What are some applications of K-means algorithm?

It is used in customer segmentation to cluster customers on basis of past records. It is used in banking, telecommunication, sales, advertisement etc. to cluster similar customers.

Additionally, It can be used to build recommendation systems which recommend personalized services and content to users.

K-means is also used for image segmentation tasks. It is also used to filter spam and for fraud detection. It is also used to build search engines and document clustering.

What is the Dunn Index?

The Dunn Index is a clustering outcome measure. A greater value is preferable.

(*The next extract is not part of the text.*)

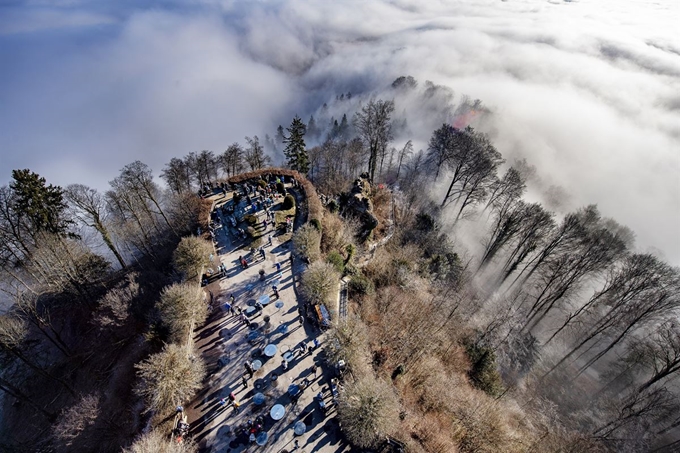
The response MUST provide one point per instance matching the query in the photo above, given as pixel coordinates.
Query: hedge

It is calculated as the smallest intercluster distance (that is, the shortest distance between any two cluster centroids) divided by the greatest intracluster distance (i.e. the greatest possible distance between any two locations in any cluster)

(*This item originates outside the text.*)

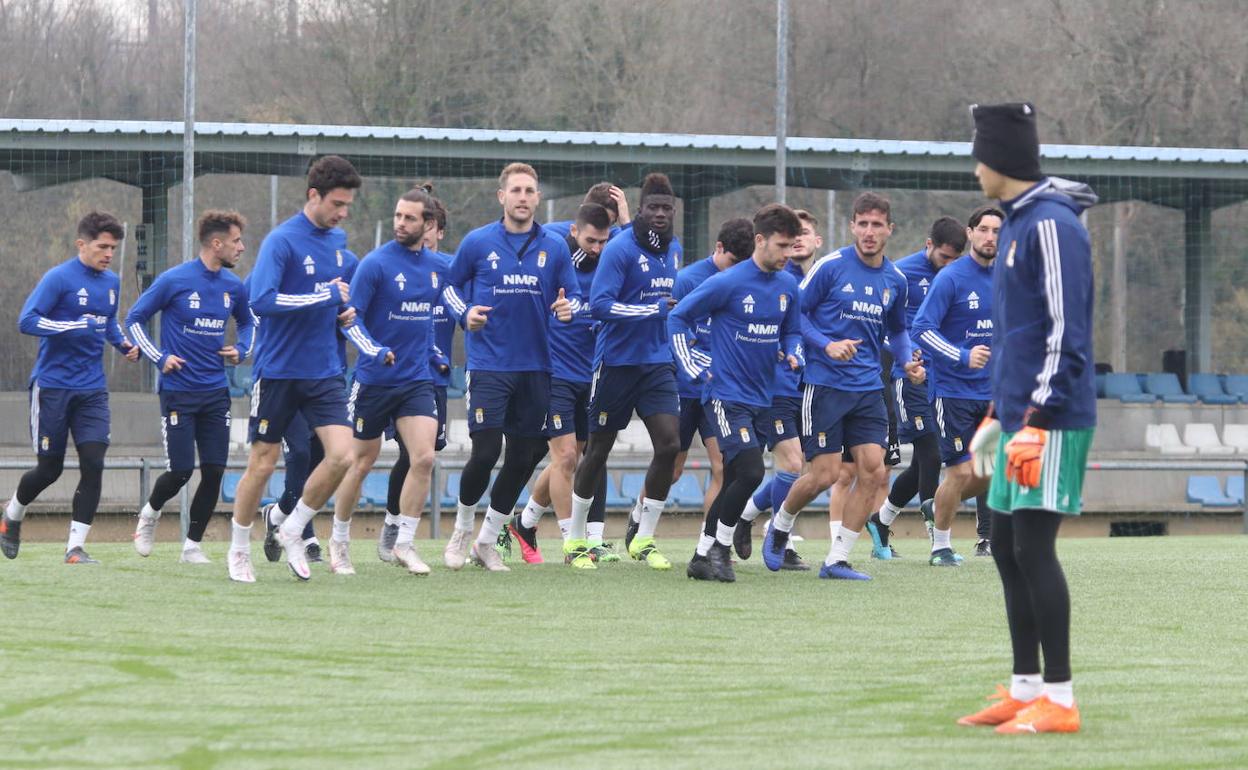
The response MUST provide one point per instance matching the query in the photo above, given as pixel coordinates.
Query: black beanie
(1006, 140)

How do we figure out what the ideal value of the final K is?

Elbow method: This involves plotting the inertia against all of the different Ks that we can pick. As a rule of thumb, the best K is typically the number of clusters whose inertia differential to the next is low. You are on the lookout for where the curve becomes less steep. In the elbow plot below, the curve became less steep after cluster 5. Thus, the best value for K is 5.

K Means Clustering | K Means Clustering Algorithm in Machine Learning — *Source:* *Analytics Vidhya*

Silhouette Method: This takes into account the ratio of the inter and intra clusters distances. A silhouette curve can also be drawn just like the elbow curve. Just that this time, the curve is inverted and the best K is the point at which the curve becomes very steep.

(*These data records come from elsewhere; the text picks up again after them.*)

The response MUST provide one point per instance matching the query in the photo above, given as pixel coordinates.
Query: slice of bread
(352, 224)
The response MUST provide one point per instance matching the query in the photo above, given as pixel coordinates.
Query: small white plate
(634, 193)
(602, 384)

What are the variants of K-means?

K-medians: here we use Manhattan distance instead of Euclidean distance
K-modes: This variant is useful if we don’t have numerical data. It gauges distance on the dissimilarities of the examples and it uses the modes of the most recurring elements in those dissimilarities to organize these clusters.

What do we do when our data clusters are centered within each other?

If we use K-means, it would split the data from the middle. Whereas, normally, the outer circle should be one category and the inner circle to be another category. The algorithm to help solve this problem is Agglomerative Clustering.

What is K Means++ algorithm?

The k-means++ algorithm addresses the second of these obstacles of bad approximation with respect to an objective function by specifying a procedure to initialize the cluster centers before proceeding with the standard k-means optimization iterations. It is primarily used for selecting the best initial value for k.

Differentiate between K-means and K Nearest Neighbors

k-Nearest Neighbors is a classification (or regression) algorithm. The basic idea is to figure out what an unlabeled example is according to its neighbors. It is a supervised learning algorithm. On the other hand, k-Means is an unsupervised learning clustering approach that attempts to split a set of points into k groups so that the points in each cluster are close to each other.

So the major difference is the K-Means clustering is an unsupervised learning algorithm while K-nearest neighbor is a supervised machine learning algorithm.

What is the difference between the Manhattan Distance and Euclidean Distance in Clustering?

The Manhattan distance calculates the distance between two places by averaging the paired absolute differences between each variable.
Euclidean distance captures the distance between two points by aggregating the squared difference in each variable.

Manhattan distance is typically used when you wish to calculate the distance between two points in grids. For instance, a city, where houses are in blocks. Euclidean distance however is used to measure the shortest distance between two points. For instance, the distance between two trees on a plain field.

Wrap Up

K-means is a very useful unsupervised approach in Machine Learning. It is widely used in industry to get meaningful insights from Big Data. As organizations have data of millions of users, using unsupervised algorithms like K-means, they cluster their customers in various groups to provide better services to customers and use the Big Data efficiently.